---
title: Circuit DSL — Tutorial
date: 2026-04-16
audience: GPU programmers new to hesper's IR layer
---

# Circuit DSL Tutorial

Hesper's Circuit DSL is a **shape-typed graph IR** for expressing GPU
kernels in Lean 4. It compiles via PTX JIT to native CUDA dispatches.
You write the **what** (a graph of typed operations) and the DSL
generates the **how** (PTX, dispatch parameters, fusion).

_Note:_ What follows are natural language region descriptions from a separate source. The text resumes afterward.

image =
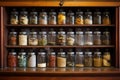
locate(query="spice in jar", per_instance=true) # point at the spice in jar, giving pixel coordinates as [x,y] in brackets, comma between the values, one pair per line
[14,17]
[61,59]
[79,17]
[22,59]
[13,38]
[97,59]
[23,17]
[12,58]
[106,58]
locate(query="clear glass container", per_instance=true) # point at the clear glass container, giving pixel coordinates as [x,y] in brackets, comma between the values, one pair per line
[23,17]
[14,17]
[42,38]
[33,39]
[51,37]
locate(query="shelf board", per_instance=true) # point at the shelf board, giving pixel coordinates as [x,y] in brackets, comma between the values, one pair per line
[93,46]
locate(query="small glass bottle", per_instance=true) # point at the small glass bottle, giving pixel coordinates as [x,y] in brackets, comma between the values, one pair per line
[22,38]
[88,17]
[23,17]
[22,59]
[70,58]
[31,60]
[70,17]
[51,37]
[61,17]
[61,59]
[79,37]
[79,17]
[41,59]
[33,39]
[106,58]
[14,17]
[79,58]
[33,17]
[97,59]
[12,58]
[42,38]
[13,38]
[88,61]
[88,37]
[43,17]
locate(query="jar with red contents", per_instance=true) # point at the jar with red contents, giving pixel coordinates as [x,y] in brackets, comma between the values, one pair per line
[12,59]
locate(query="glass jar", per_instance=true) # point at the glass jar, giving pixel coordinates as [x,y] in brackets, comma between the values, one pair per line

This tutorial walks through the four-level abstraction stack:

1. **Level 1 — ScalarExp**: per-lane element-wise computation
2. **Level 2 — WarpExp**: warp-level cooperation (reduce, broadcast)
3. **Level 3 — BlockExp**: block-level cooperation (shared memory, barriers)
4. **Level 4 — Raw ShaderM**: full escape hatch for custom kernels

You can mix levels freely.

## 0. Why a DSL at all?

Compared to writing CUDA / WGSL by hand, the DSL gives you:

- **Type-safe shapes**: dispatch grid, input/output buffer sizes, and
  broadcast semantics are tracked in the IR. Mismatches are compile
  errors, not silent crashes.
- **Automatic kernel fusion**: chains of operations collapse to single
  dispatches via fusion passes (`fusePointwise`, `fuseMatmulEpilogue`,
  etc.). You write small composable pieces; the compiler emits one
  optimized kernel.
- **Backend independence**: the same Circuit can lower to CUDA PTX
  (production) or WGSL (debugging / Vulkan).
- **PTX cache**: once compiled, kernels are reused across invocations
  with sub-microsecond dispatch overhead.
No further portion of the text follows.